In December 2025, Nigeria’s domestic Premium Motor Spirit (PMS), also referred to as petrol supply, averaged 32.01 million litres per day (MLD), up from 19.5 MLD earlier. Dangote Refinery contributed 5.783 MLD at up to 71% capacity utilization.
The Nigerian Midstream and Downstream Petroleum Regulatory Authority (NMDPRA) published a December 2025 data sheet on Thursday that highlights notable advancements in fuel delivery, refinery operations, and stock sufficiency across key products.
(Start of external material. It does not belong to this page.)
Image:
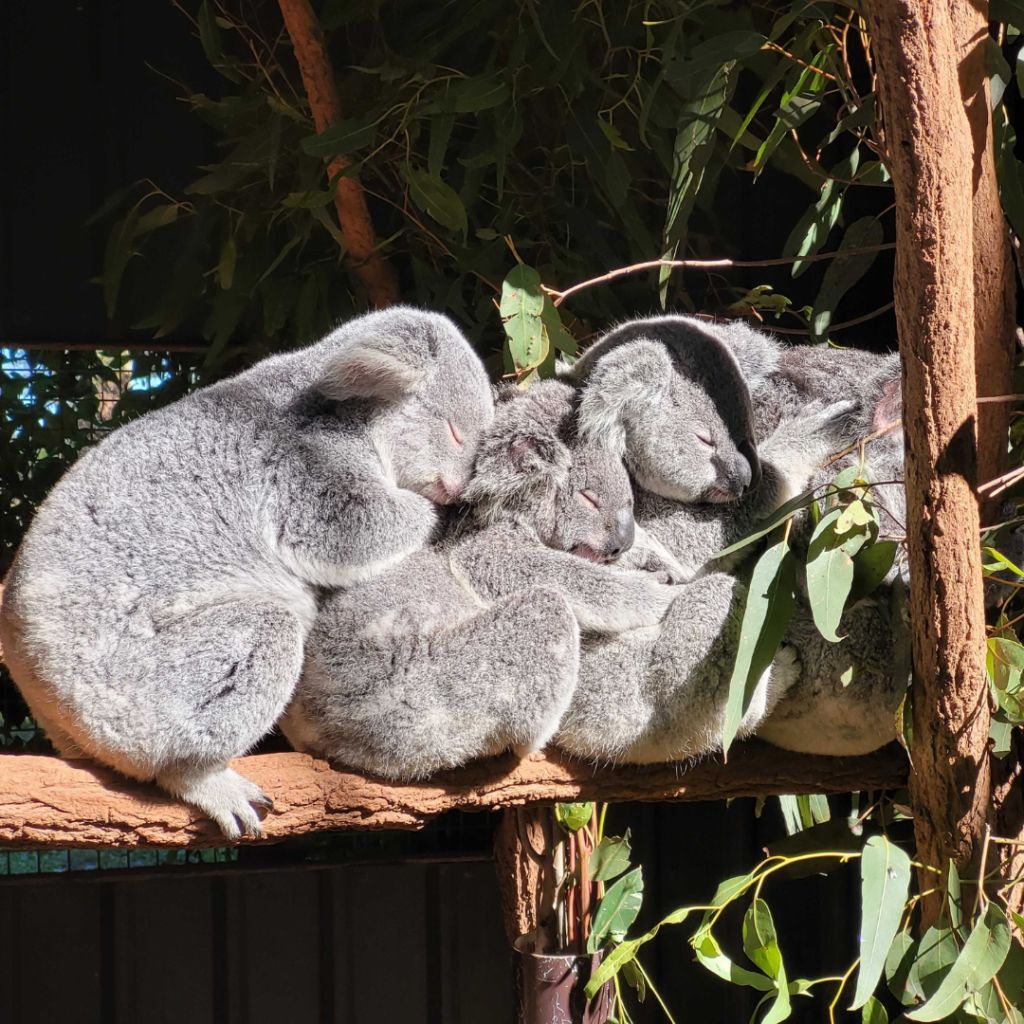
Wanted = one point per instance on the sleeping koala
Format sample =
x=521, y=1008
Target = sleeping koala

According to independent reports, the increase was caused by improved performance by Dangote Petroleum Refinery Products (DPRP), NNPC, and Oil Marketing Companies (OMCs). As a result, the country’s PMS sufficiency reached 29 days, the highest level in more than a year.
Sufficiency increased by 77% over November, with marine stocks at 4.2 days and inland stocks at 25.1 days.
Aviation Turbine Kerosene (ATK) at 2.7 MLD (compared to 3 MLD), Automotive Gas Oil (AGO) at 16.4 MLD (compared to 14 MLD), PMS at 63.7 MLD (compared to 50 MLD), and LPG at 4,380 metric tonnes per day (mtd) (compared to 3,900 mtd) all had average daily truck-outs above benchmarks.
25 days for AGO, 20 days for ATK, 8 days for LPG, and 51 days for Low Pour Fuel Oil (LPFO) were the levels of sufficiency.
Supply chain stabilization is seen in trends from October 2024 to December 2025, where PMS sufficiency peaked at 29.2 total days in December.
While AGO remained closed beyond May 2025, the Dangote Refinery had an average capacity utilization of 64.02%, providing the scheduled PMS supply.
Train 1 at Waltersmith Refinery ran for 13 days at 63.24% utilization, supplying 0.051 MLD AGO, while Train 2 (5,000 barrels per stream day) finished pre-commissioning and is scheduled for hydrocarbon introduction in January 2026.
With OPAC and Duport out, modular refineries like Edo (85.43% utilization, 0.052 MLD AGO) and Aradel (53.89%, 0.289 MLD AGO) added up to 0.392 MLD AGO.
One construction license and one new refinery establishment license were granted by NMDPRA.
The average daily supply of wholesale gas was 4.787 billion standard cubic feet (Bscf/d), with 2.912 Bscf/d going to Nigeria LNG (NLNG), 1.875 Bscf/d going locally (0.586 Bscf/d to electricity, 0.430 Bscf/d to industries), and 0.569 Bscf/d going overseas.
NLNG Trains 1-6 (82.67%), Gbaran-Ubie (86.36%), and Soku (105.69%) all had strong usage rates.
The domestic supply of LPG was 5,201 mtd, and the retail price per kilogram was between N1,120 and N1,600.
While real averages hit N861-N935 across cities, with maximums up to N975, indicative PMS pump prices (at N1,450.97/USD NFEM rate, Brent at $62.68/bbl) varied from N832.31 (Lagos) to N900.49 (Maiduguri).
These numbers highlight market dynamics in the context of increased domestic output and decreased imports.